Motivation refers to the reasons that underpin behavior that is defined by willingness and volition and includes a range of psychological elements that initiate and sustain actions toward the attainment of personal objectives. Motivation in education may have a variety of consequences on how students learn and their attitudes toward subject matter, according to Ormord (2003).


The motivation of instructors and students in the teaching and learning process may steer behavior toward specific objectives, boost effort and energy, improve cognitive processing, promote imitation and perseverance in activities, decide whether consequences are reinforcing, and improve performance.


According to Orphlims (2002), motivated instructors are continually looking for new methods to conduct their teaching job, and as a consequence, they are more productive. As a result, motivated instructors are determined to give their all in order to maximize productivity (qualitative education).



The purpose of this study is to determine the impact of motivation on teacher job performance.

The goal of this study is to determine the impact of motivation on teachers’ performance in the educational system. The study is particularly prone to:


It is hoped that the findings of this study will aid in identifying potential avenues via which motivation might impact productivity/performance in the teaching and learning process, as well as increase student learning. It is critical for the researcher to examine the importance of instructors’ motivation and students’ academic success.

This study, on the other hand, will be important in the following ways:

The research is confined to determining the influence of motivation on teacher performance and student academic performance in certain chosen secondary schools in Surulere Local Government Area.

1. To what degree does irregular salary payment impair instructors’ performance at work?

2. To what degree do teacher seminars, conferences, and workshops impact teacher performance?

3. How does poor teacher promotion influence teachers’ effectiveness in the classroom?

4. To what degree does teacher welfare neglect impair teachers’ effectiveness in the classroom?

H1: A substantial association exists between teacher motivation and work performance.

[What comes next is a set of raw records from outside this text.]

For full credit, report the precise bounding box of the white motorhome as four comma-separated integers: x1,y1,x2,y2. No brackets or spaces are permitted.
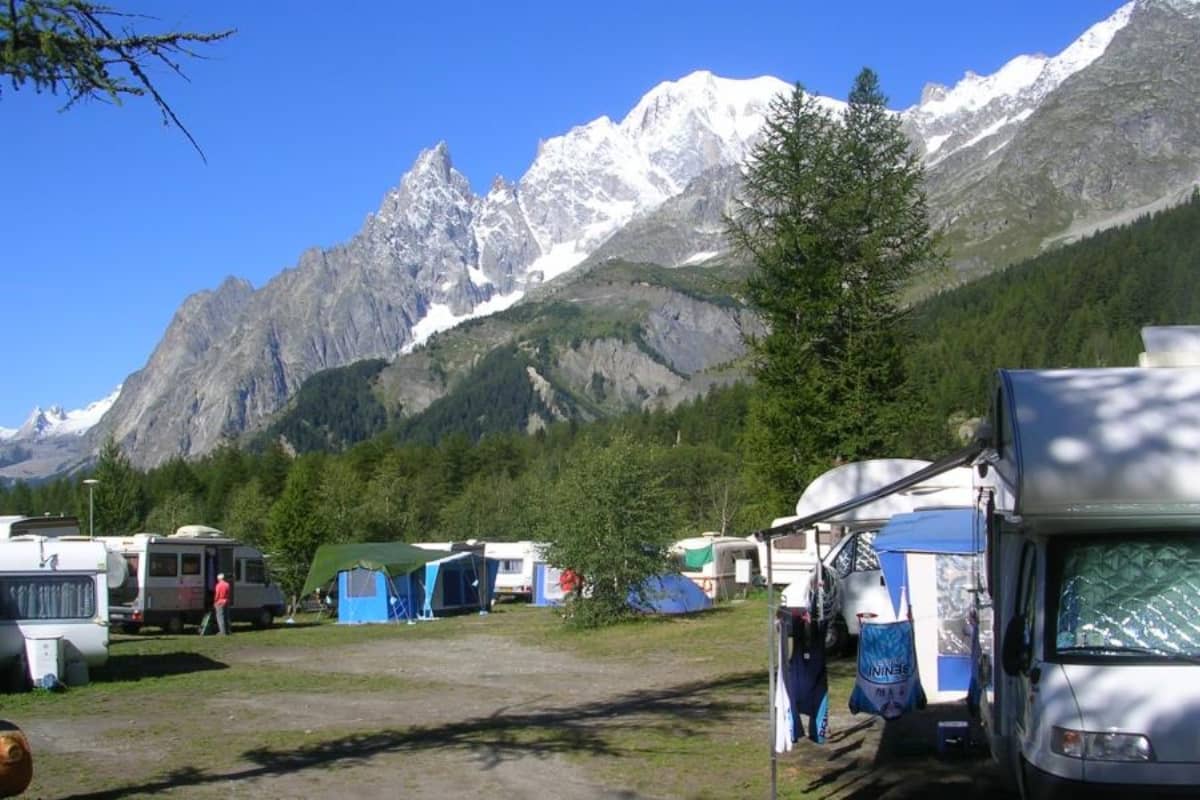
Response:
782,458,974,652
102,525,284,633
0,517,115,681
484,541,546,600
670,533,760,600
977,362,1200,798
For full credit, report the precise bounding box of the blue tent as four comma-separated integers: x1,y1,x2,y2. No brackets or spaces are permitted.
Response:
629,572,713,614
875,507,986,699
337,553,499,622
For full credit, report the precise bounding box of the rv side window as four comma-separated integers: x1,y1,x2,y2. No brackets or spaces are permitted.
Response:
833,536,858,578
1016,542,1037,649
854,530,880,572
242,559,266,583
0,575,96,620
150,553,179,578
775,534,809,551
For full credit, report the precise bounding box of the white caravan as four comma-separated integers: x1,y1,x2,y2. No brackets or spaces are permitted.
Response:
103,525,284,633
671,533,758,600
782,458,974,651
484,541,546,600
977,362,1200,798
0,517,117,678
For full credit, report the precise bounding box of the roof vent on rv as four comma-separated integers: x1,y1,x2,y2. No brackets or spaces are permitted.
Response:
1138,325,1200,367
174,525,224,539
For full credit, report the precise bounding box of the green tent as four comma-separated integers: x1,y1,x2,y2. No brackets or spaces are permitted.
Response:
683,545,713,572
300,542,451,595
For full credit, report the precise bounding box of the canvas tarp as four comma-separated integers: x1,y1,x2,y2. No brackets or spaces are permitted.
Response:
300,542,450,595
683,545,713,572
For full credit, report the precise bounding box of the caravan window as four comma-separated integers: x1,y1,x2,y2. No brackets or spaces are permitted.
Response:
854,530,880,572
0,575,96,620
775,534,809,551
1046,533,1200,660
150,553,179,578
242,559,266,583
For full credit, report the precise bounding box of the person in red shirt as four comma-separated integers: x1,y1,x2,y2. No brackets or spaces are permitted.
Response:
212,572,229,636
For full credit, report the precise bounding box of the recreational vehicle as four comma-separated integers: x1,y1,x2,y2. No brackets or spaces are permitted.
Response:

H2: There is a large disparity in teacher performance between public and private schools.

H3: There is a considerable variation in motivation in both public and private school instructors

H4: Motivation and performance change depending on individual demographics.


The following issues hampered the researcher’s ability to conduct the study to its full potential.

1. TEACHER: A person whose duty it is to impart information on others.

2. STUDENT: A person who attends school.

3. PERFORMANCE: How well or poorly you do an action.

4. MOTIVATE: The reason why someone does something or acts in a certain manner.

5. CLASSROOM: A space in which a group of youngsters or pupils is taught.

6. ACADEMIC ACHIEVEMENT: This is about making progress in school.

SCHOOL: A location where students are educated.